Search code examples
haskellghchappy

Pushing back tokens in Happy and Alex


I'm parsing a language which has both < and <<. In my Alex definition I've got something that contains something like

tokens :-

"<"             { token Lt }
"<<"            { token (BinOp Shl) }

so whenever I encounter <<, that gets tokenized as a left shift and not as to less-than's. This is generally a good thing, since I end up throwing out whitespace after tokenization and want to differentiate between 1 < < 2 and 1 << 2. However, there are other times I wish << had been read as two <. For example, I have things like

<<A>::B> 

which I want read like

< < A > :: B >

Obviously I can try to adjust my Happy parser rules to accommodate for the extra cases, but that scales badly. In other imperative parser generators, I might try to do something like push back "part" of the token (something like push_back("<") when I encountered << but I only needed <).

Has anyone else had such a problem and, if so, how did you deal with it? Are there ways of "pushing back" tokens in Happy? Should I instead try to keep a whitespace token around (I'm actually leaning towards the last alternative - although being a huge headache, it would let me deal with << by just making sure there is no whitespace between the two <).


Solution

  • While I initially went with @Jon's answer, I ended up running into a variety of precedence related issues (think precedence around expr < expr vs expr << expr) which caused me a lot of headaches. I recently (successfully) back to lexing << as one token. The solution was twofold:

    1. I bit the bullet and added extra rules for << (where previously I only had rules for <). For the example in the question (<<A>::B>) my rule went from something like

      ty_qual_path
        : '<' ty_sum '>' '::' ident
      

      to

      ty_qual_path
        : '<' ty_sum '>' '::' ident
        | '<<' ty_sum '>' '::' ident '>' '::' ident
      

      (The actual rule was actually a bit more involved, but that is not for this answer).

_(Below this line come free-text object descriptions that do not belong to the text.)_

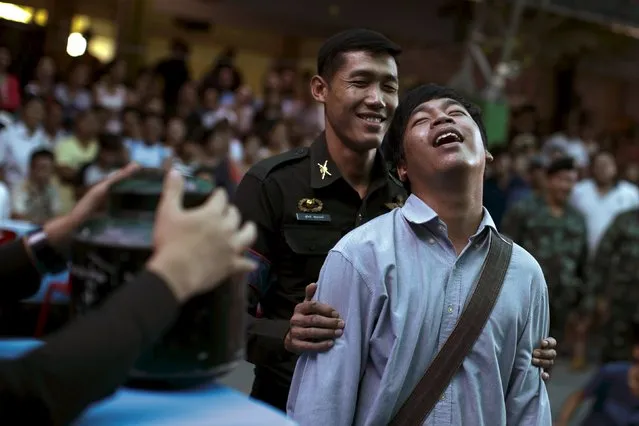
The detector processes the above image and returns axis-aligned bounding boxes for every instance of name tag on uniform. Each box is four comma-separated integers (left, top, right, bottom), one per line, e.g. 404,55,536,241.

296,213,332,222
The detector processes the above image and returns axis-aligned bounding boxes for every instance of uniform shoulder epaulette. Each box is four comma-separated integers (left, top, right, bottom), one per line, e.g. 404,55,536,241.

249,147,309,181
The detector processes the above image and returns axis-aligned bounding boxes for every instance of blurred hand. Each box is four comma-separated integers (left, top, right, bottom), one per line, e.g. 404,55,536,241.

532,337,557,381
147,169,257,302
44,162,140,246
284,282,345,353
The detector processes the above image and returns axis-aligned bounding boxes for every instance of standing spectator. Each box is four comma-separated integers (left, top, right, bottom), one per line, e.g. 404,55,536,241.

155,39,191,113
0,46,21,113
543,110,590,170
483,146,530,228
124,113,171,169
570,150,639,256
11,149,61,224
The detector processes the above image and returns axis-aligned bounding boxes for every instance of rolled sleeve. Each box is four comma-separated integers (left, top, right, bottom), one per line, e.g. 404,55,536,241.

287,250,376,425
505,263,552,425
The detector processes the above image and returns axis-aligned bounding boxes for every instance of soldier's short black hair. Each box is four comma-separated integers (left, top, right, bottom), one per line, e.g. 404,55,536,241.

546,157,576,176
382,84,487,175
317,29,401,82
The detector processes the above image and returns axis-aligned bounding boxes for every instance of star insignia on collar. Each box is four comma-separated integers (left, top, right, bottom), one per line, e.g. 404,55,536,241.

318,160,332,180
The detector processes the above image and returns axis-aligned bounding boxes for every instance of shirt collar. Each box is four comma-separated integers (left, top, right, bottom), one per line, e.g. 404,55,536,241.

400,193,497,238
309,132,388,189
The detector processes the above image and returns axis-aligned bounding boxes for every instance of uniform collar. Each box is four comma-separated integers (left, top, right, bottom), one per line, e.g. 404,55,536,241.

401,193,497,237
309,132,389,189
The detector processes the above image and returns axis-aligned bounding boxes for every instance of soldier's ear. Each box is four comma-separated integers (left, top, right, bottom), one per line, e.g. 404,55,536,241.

485,151,494,163
310,75,328,104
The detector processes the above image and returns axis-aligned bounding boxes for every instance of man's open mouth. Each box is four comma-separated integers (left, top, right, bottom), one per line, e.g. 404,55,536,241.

433,129,464,147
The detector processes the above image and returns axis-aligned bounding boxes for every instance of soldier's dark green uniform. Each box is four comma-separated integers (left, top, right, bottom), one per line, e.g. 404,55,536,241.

234,134,405,411
501,195,588,336
589,209,639,362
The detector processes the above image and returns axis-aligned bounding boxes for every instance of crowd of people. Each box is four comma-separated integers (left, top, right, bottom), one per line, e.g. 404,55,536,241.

0,38,324,224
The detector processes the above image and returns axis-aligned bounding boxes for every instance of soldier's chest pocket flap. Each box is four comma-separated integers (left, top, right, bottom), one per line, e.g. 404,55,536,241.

283,225,343,255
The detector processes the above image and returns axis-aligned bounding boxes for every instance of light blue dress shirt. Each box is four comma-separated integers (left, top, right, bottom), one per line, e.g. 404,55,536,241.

287,194,551,425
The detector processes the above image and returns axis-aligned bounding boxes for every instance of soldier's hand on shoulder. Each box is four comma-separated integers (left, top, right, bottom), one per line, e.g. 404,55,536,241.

284,282,345,354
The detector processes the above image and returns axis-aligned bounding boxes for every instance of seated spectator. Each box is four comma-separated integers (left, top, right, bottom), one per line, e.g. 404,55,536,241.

55,61,92,125
256,120,291,161
11,149,61,224
165,116,186,149
55,109,100,177
80,134,125,188
94,59,129,134
121,107,142,141
0,95,49,189
54,109,100,212
43,100,67,146
237,133,262,176
124,112,171,169
170,136,202,177
194,120,241,193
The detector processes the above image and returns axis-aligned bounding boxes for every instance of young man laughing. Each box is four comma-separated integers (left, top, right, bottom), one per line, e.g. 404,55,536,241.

287,84,552,425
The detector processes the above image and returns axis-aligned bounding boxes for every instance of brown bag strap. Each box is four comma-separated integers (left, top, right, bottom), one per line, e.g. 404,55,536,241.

389,228,513,426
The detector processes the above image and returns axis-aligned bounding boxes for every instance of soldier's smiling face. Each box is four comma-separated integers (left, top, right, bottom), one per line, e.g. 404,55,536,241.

312,51,399,153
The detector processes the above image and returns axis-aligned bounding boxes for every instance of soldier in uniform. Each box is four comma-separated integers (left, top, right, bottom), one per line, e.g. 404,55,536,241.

501,157,588,366
235,29,557,412
590,208,639,363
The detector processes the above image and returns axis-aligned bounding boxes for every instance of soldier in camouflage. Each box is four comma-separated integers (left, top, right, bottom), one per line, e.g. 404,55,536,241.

590,208,639,362
501,157,588,363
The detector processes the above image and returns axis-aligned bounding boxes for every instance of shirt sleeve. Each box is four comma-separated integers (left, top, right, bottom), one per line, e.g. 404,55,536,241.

234,172,290,363
287,250,377,425
505,260,552,425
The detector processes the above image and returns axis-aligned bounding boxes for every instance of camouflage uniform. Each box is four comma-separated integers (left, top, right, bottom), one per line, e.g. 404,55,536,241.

501,195,588,337
589,209,639,362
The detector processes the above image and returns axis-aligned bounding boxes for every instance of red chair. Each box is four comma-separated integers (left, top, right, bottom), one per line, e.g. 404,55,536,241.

34,281,70,337
0,228,18,245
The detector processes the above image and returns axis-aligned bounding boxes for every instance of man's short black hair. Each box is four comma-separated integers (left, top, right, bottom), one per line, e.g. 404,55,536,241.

382,83,487,179
30,148,54,166
546,156,576,176
317,29,401,81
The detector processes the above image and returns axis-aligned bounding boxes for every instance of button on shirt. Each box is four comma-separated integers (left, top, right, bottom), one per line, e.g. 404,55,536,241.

287,194,551,426
0,122,50,189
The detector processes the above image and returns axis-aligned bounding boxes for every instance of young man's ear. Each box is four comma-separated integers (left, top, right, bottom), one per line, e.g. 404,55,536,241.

310,75,328,104
485,150,494,163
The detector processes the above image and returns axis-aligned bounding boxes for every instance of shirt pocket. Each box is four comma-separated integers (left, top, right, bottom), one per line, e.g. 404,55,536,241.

281,225,343,286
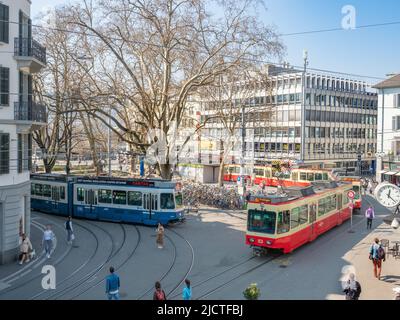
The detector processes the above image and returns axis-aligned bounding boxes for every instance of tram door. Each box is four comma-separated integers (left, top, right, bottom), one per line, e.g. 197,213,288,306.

84,189,97,220
143,193,158,223
51,186,60,213
309,203,317,241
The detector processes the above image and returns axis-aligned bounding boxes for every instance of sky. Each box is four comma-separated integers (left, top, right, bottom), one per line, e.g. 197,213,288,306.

31,0,400,83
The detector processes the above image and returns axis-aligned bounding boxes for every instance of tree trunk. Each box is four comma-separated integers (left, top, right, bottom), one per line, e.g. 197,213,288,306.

159,164,172,180
45,163,52,173
218,162,225,187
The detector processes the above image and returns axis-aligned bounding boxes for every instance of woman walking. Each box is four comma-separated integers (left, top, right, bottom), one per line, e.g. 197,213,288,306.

156,222,165,249
19,233,32,265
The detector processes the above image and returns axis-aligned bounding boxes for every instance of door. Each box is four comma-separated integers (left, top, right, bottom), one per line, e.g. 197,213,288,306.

309,203,317,241
84,189,97,220
51,186,60,213
143,193,158,224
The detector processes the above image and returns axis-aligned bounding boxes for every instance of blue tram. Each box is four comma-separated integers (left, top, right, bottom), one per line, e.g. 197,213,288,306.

30,174,185,226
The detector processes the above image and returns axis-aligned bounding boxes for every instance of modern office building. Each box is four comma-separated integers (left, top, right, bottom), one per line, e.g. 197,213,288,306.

0,0,46,263
198,64,378,175
373,74,400,183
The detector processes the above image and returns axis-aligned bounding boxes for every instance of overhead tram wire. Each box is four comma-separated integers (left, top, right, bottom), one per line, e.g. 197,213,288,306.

0,18,396,80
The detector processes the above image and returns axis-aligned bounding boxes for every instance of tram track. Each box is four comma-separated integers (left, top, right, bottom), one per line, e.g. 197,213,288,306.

42,220,124,300
69,224,142,299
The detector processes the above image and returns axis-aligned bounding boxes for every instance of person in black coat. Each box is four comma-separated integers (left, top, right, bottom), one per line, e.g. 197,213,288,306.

343,273,361,300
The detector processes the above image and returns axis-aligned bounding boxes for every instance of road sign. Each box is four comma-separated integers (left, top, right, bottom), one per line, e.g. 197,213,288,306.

347,190,355,199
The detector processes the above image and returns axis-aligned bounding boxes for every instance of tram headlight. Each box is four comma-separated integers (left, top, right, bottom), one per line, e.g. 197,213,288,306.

266,240,273,245
249,238,255,243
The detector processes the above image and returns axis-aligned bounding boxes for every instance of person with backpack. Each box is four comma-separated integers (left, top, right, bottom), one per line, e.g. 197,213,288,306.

105,266,120,300
65,216,74,245
153,281,166,300
343,273,361,300
182,279,192,300
365,206,375,230
369,238,385,280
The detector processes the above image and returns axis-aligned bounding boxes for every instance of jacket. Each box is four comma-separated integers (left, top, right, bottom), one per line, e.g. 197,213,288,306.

183,286,192,300
20,237,32,253
106,273,120,294
370,243,381,260
365,208,375,219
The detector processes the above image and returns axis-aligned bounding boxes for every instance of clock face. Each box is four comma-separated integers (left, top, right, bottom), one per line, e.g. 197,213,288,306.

375,183,400,208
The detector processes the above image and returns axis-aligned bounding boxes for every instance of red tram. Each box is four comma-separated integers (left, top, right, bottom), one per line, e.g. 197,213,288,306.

245,181,353,254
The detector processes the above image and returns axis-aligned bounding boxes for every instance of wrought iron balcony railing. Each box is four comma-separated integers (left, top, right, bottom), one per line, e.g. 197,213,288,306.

14,37,47,65
14,101,47,123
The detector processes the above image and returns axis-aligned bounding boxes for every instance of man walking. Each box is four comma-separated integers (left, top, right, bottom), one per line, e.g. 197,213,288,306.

369,238,385,280
365,205,375,229
42,225,55,259
343,273,362,300
106,266,120,300
65,216,74,245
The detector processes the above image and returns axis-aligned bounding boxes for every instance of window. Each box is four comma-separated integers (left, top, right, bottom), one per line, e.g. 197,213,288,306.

    2. I found a clever way to deal with token that started with > (these would cause problems around things like vector<i32,vector<i32>> where the last >> was a token): use a threaded lexer (section 2.5.2), exploit the {%% ... } RHS of rules which lets you reconsider the lookahead token, and add a pushToken facility to my parser monad (this turned out to be quite simple - here is exactly what I did). I then added a dummy rule - something like

      gt :: { () }
        : {- empty -}   {%% \tok ->
            case tok of
              Tok ">>"  -> pushToken (Tok ">")  *> pushToken (Tok ">")
              Tok ">="  -> pushToken (Tok "=")  *> pushToken (Tok ">")
              Tok ">>=" -> pushToken (Tok ">=") *> pushToken (Tok ">")
              _         -> pushToken tok
          }
      

      And every time in some other rule I expected a > but there could also be any other token starting with >, I would precede the > token with gt. This has the effect of looking ahead to the next token which may could start with > without being >, and try to convert that token into one > token and another token for the "rest" of the initial token.